Monkey business on a GM scale

BY CHOOSING to remake King Kong, Peter Jackson set himself a task higher than the Empire State Building, but, in doing so, was able to fulfil a lifelong dream. The ape’s great, the girl’s terrific, sets are out of this world, but the director clearly doesn’t believe in the word “enough”. Jackson ups the visual effects ante with each passing minute, making the wonder and excitement, initially inspiring, gradually ebb away.

Obviously in tune with the story’s underlying emotions and his own boyish love for adventure fantasy, Jackson has stuck to the outline of the 1933 classic. However, he has added (and padded) the tale with action sequences, knowing dialogue and plot twists that wink back at audiences familiar with the original. By combining the best elements of the 1933 and 1976 versions with his own contributions, he has made what many will consider to be the definitive King Kong. The story is much the same, but the experience is wholly different.
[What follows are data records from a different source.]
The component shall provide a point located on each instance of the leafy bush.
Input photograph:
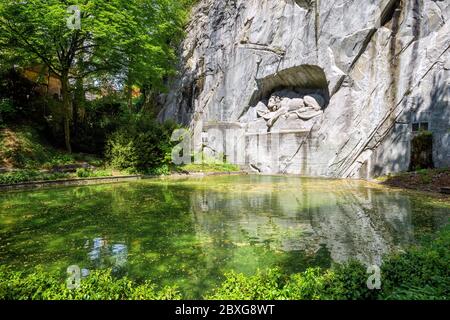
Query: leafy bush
(142, 146)
(99, 285)
(88, 173)
(30, 175)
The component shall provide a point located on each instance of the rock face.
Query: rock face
(315, 87)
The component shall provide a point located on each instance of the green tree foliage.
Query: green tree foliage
(130, 41)
(142, 146)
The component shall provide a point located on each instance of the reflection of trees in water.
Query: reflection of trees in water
(103, 254)
(350, 221)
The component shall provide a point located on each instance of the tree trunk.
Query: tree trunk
(77, 104)
(66, 109)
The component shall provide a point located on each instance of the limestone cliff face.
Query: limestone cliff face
(380, 66)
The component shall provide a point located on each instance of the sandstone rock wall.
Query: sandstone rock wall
(380, 65)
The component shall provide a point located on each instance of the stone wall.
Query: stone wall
(380, 66)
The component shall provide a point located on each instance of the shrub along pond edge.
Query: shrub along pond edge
(103, 180)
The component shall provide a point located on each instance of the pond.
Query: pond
(190, 231)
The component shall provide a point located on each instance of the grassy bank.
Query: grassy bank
(420, 272)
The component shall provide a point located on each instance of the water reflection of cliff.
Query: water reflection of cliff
(350, 220)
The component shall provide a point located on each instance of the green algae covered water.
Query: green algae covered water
(190, 231)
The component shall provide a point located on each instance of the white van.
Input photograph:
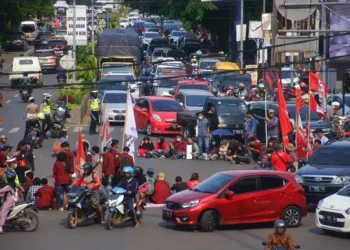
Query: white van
(30, 28)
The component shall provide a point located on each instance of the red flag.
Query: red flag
(286, 127)
(315, 107)
(313, 82)
(80, 157)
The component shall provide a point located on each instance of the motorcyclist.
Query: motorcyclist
(92, 182)
(129, 183)
(279, 239)
(45, 108)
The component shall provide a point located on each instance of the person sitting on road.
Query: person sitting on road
(194, 180)
(90, 180)
(279, 239)
(161, 190)
(145, 147)
(161, 148)
(179, 185)
(131, 186)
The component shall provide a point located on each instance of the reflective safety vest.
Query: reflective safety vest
(95, 104)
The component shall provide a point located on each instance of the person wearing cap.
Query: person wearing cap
(94, 111)
(272, 124)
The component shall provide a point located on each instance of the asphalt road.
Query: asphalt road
(153, 233)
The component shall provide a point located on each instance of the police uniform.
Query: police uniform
(94, 114)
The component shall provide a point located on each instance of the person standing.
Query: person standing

Ann Darrow (Watts), a young and starving actress, is recruited off the streets of Depression-era New York City by filmmaker Carl Denham (Black), to shoot a film on the aptly named Skull Island. Denham books a steam boat, captained by Engelhorn (Kretschmann), to the South Pacific island, in the hope of shooting out a travelogue/adventure film. Also aboard is Jack Driscoll (Brody), the screenwriter for Denham’s latest epic, and hunky actor Bruce Baxter (Chandler), intended to play Ann’s on-screen love interest.

Once we’re in the jungles of Skull Island, Jackson’s film turns more mysterious and far more adventurous than the original. The computer generated images really kick in on the island, with fossilised remains of an ancient civilisation, deformed vegetation and skulls everywhere, all crawling with predatory life forms.
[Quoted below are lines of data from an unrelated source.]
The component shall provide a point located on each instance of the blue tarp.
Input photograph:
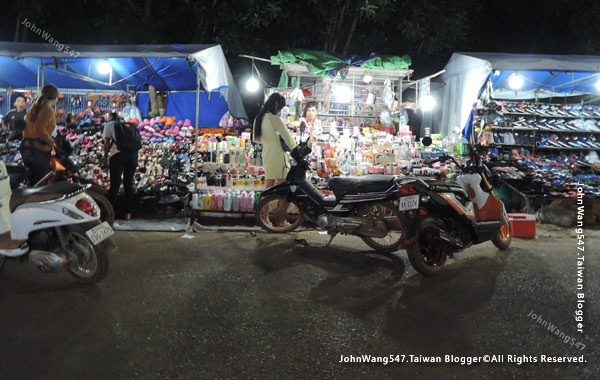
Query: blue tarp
(183, 106)
(166, 67)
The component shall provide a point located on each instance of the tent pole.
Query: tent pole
(197, 127)
(43, 76)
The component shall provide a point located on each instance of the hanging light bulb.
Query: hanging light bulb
(104, 67)
(515, 82)
(342, 94)
(427, 103)
(252, 84)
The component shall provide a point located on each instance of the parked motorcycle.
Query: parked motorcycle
(59, 227)
(64, 169)
(447, 217)
(364, 206)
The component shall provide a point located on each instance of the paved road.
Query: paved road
(235, 305)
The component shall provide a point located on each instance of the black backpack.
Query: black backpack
(127, 137)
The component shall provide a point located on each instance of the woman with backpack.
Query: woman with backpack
(121, 144)
(37, 144)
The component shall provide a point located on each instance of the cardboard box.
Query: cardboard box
(522, 225)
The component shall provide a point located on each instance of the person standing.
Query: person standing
(38, 142)
(269, 130)
(10, 121)
(121, 144)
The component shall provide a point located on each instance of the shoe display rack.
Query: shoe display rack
(543, 127)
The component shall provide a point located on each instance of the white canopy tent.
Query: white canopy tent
(544, 76)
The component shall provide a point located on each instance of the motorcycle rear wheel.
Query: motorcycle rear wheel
(395, 221)
(93, 265)
(427, 258)
(107, 212)
(504, 237)
(276, 214)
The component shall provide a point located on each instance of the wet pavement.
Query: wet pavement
(227, 305)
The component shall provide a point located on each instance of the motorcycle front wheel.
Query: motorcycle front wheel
(393, 219)
(93, 260)
(276, 214)
(427, 257)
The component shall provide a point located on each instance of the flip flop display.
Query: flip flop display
(552, 143)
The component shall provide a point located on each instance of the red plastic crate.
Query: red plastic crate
(523, 225)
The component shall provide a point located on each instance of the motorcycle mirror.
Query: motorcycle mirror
(302, 126)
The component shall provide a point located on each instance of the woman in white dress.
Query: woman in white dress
(268, 128)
The natives capture Ann to use as a sacrifice to the island’s number one Alpha male – Kong (he doesn’t put in an appearance until the 70 minute mark, but lives up to his billing). The big ape is intrigued by his blond-haired captive and the two bond. To him, she represents a respite from brutality and killing, while she recognises in him the years of loneliness and ferocity that have lead to his “anger issues”. Instead of eating her, he adopts her as a sort of pet and Ann slowly finds that she has some kind of affection for Kong too. Meanwhile, Jack, Carl and a group of others from the ship come ashore to rescue her and capture him.
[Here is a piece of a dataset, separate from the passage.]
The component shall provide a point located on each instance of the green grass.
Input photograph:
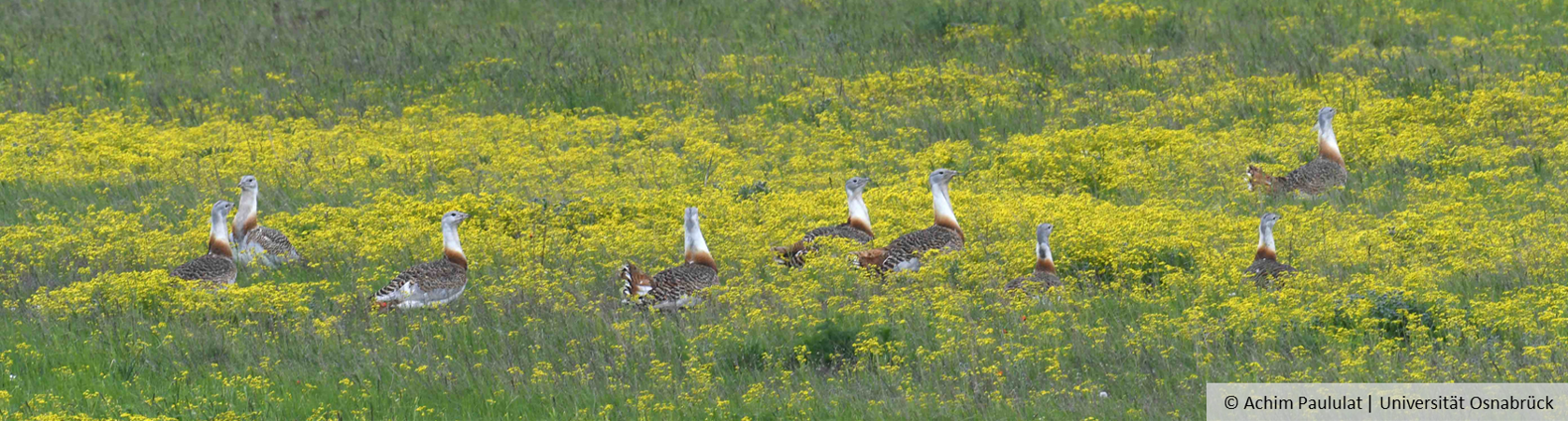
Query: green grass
(195, 62)
(347, 57)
Events conspire to bring Kong back to New York, where he’s put on stage as a kind of respectable freak show for the upper crust to see. He escapes, finds Ann, climbs the Empire State building … and the rest is history.

The star of the movie, as one might expect from the title, is the giant primate. Kong has gone from being an 18-inch high clay puppet to a beautifully rendered computer generated creature.

At its core, King Kong is not an action-adventure but a love story.